OCEAN CITY – Employee take home vehicles might be next on the proverbial chopping block as town officials continue to exhaust all options to cut expenditures.
City Manager Dennis Dare hinted this week that a “vehicle study” will be released soon that may alter the current usage of take home vehicles used by some of the town’s employees, but was reluctant to talk about specific numbers in the report before meeting with the Mayor and City Council.
Council President Joe Mitrecic said that the matter should be on the council’s agenda within the next two weeks.
“We need to evaluate which vehicles are an absolute necessity and which are just perks,” said Mitrecic. “If it’s found to be a perk, then they may have to go away.”
As per a spreadsheet prepared by Susan Childs in October of 2007, there were 68 take home vehicles issued to town employees at that time, of which 29 were issued to the police department alone.
Dare said that he has “cut a few of the vehicles since that time” but did not concede the exact number, nor the annual cost expenditures for fuel and maintenance on the town’s fleet of vehicles.
One council member hinted this week that the annual cost for fuel and maintenance for town vehicles was approximately $400,000 per year, but Dare said that the number “didn’t sound right and was more than likely a bit high.”
Dare said the exact cost will be released in the study, and whatever that cost ends up being, Mitrecic said that any tweak to the current usage of take home vehicles that saves the town money is worth looking into.
“There is no magic number or a line in the sand that makes any cuts worthwhile or not worthwhile. If it saves us money, we have to look into it, but it’s a tough thing to gauge,” said Mitrecic.
Also listed on the spreadsheet was the number of miles that each employee travels to and from work with the aforementioned town owned vehicles. The town’s policy states that the vehicles should only be used for professional usage and not for personal use.
Mitrecic said that the numbers are hard to interpret, however.
“Dennis Dare travels nine miles to work and nine miles back home with his town vehicle, but Hal Adkins (Ocean City’s Public Works Director) actually lives closer than Dennis does, but he’s driving all over town when he is at work, and Dennis is not, so you can’t just look at the distance to and from work and make an assumption,” said Mitrecic.
Distances traveled to and from work range anywhere from one mile to 34 miles, according to the list, and 36 of the top 100 salaried employees have a take home vehicle.
Mitrecic stressed that what the public may forget in this case is that many of the people who have town vehicles are “on call” seemingly 24 hours a day.

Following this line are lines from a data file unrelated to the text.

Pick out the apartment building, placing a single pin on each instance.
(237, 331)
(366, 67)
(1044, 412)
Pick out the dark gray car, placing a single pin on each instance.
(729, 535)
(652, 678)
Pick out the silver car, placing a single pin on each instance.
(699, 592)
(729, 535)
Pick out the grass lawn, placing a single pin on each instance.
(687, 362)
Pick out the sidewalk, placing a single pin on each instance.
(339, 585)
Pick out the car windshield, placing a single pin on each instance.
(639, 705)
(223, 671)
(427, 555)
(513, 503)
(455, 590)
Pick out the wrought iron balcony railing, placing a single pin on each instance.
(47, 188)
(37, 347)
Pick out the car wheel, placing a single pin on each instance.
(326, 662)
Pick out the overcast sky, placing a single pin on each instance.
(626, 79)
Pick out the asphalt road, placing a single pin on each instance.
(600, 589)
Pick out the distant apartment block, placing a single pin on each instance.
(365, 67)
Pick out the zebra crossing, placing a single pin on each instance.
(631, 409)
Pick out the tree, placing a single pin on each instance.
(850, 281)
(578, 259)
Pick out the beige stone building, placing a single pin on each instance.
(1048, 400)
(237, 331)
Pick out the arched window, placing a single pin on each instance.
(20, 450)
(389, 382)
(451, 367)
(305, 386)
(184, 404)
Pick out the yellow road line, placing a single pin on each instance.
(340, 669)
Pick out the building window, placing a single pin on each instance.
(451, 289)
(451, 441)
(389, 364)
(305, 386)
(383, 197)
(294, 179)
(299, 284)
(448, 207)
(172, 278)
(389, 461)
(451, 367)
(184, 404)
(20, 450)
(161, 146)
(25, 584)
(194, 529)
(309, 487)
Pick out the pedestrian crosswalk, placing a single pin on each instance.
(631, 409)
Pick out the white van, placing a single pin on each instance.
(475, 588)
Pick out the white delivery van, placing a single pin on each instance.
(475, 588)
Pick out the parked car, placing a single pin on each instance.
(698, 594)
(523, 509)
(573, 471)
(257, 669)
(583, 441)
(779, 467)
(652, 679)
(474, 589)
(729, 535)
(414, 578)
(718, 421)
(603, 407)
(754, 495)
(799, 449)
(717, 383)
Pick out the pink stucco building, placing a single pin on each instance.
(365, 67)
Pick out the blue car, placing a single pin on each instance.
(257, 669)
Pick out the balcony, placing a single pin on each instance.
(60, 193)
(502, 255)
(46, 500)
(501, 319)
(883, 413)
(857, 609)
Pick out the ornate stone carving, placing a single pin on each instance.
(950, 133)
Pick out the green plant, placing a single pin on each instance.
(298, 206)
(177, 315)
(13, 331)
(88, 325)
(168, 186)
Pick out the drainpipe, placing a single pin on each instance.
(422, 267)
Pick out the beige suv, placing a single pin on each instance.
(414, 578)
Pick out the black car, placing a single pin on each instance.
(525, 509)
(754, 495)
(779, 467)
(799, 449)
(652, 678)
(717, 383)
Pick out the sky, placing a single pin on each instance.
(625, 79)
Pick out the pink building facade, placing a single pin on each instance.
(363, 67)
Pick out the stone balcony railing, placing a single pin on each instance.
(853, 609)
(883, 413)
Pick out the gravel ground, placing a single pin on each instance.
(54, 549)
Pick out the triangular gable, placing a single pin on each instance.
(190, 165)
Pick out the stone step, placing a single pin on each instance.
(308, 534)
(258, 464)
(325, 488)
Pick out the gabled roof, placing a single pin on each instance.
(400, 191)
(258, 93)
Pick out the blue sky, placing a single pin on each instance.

“In my mind, department heads are always on the clock, and they have to answer any call at any hour of the day. Our building inspector is on call like that, and he doesn’t have a town vehicle, but the point is that we need to look at how often these people are called in and where they are coming from to answer that call,” said Mitrecic.
Councilwoman Mary Knight thought that putting a 10-mile radius for town vehicles could be an option or hoped that if some employees conceded their vehicles, they might see other perks as the economic picture improves.
“Maybe if they gave up their vehicles this year, we could save enough money to put back in place a step increase next year,” said Knight.
Though any type of radius system might be extremely difficult to enforce, the fact that the town’s officials are looking at cutting the usage of their own take home vehicles certainly shows that they are looking at all items on the expenditure list.
Councilwoman Margaret Pillas thought maybe the easiest solution would be to leave the vehicles in Ocean City and use them only during work hours only.
“Everyone knows that equipment won’t be used until they get to town, and take vehicles are viewed by many people to be a perk,” said Pillas, “but, as long as we are in a downturn in the economy, the perks should go away.”
The study to be released to the council in the coming weeks should show not only how much money is spent annually on the town’s vehicle fleet on both fuel and maintenance, but also how much of that cost is accrued for the distances traveled to and from Ocean City.
Dare feels that the issue is a “relatively minor one” but one that needs to be addressed.
“We are going to look at it, but I’ve been trying to fry some bigger fish up until now,” he said.